Carcinoma erysipeloides, also known as inflammatory carcinoma, results from inflammation around superficial dermal lymphatics due to metastasis of malignant cells. [4] It usually manifests as erythematous patches or plaques that clinically resemble erysipelas and the resulting inflammation due to occlusion of dermal lymphatics may cause local edema, warmth, and tenderness. [5] Our patient had translucent vesicles overlying the erythematous macules at places, indicating involvement of dermal lymphatics.

It has been suggested that carcinoma erysipeloides is associated more commonly with cancers that metastasize via lymphatic spread and breast carcinoma is the most common neoplasm to incite it. [6] We were able to find only 10 previously reported cases of carcinoma erysipeloides of ovarian origin. [7],[8],[9],[10],[11] As in our patient, the most frequent histologic variant of ovarian cancer metastatic to the breast is serous adenocarcinoma. In addition, our case also had a firm nodule of 3 × 2 cm size in the right breast, which is also quite unusual with ovarian cancer, representing 6.8% of all cancers metastatic to the breast. [11]
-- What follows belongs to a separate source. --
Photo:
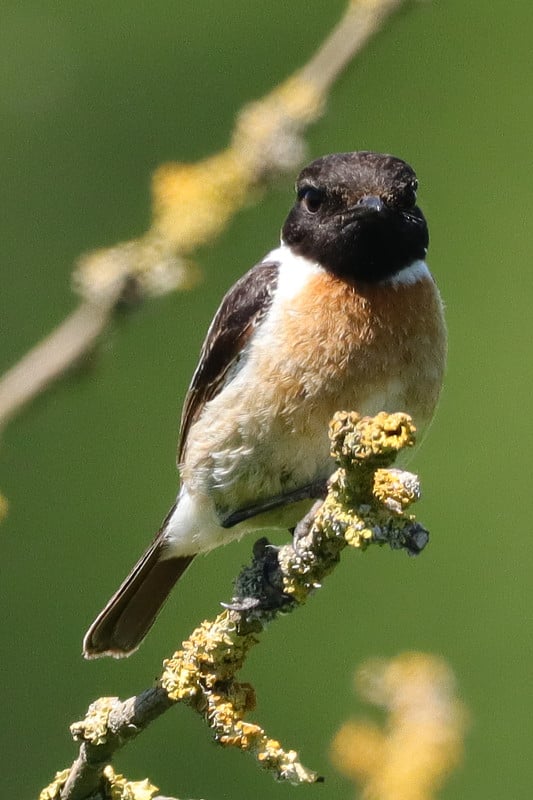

Cutaneous metastases from ovarian or other gynecological malignancies are suggestive of advanced disease with widespread intraperitoneal involvement and invariably carry a bad prognosis. [1] Most of the time, treatments such as chemotherapy, radiotherapy or surgery are ineffective in patients with such advanced disease.

We suggest that whenever patients with ovarian carcinoma present with skin lesions resembling erysipelas or cellulitis over the abdomen, chest, or thighs, dermatologists or physicians should consider the possibility of carcinoma erysipeloides.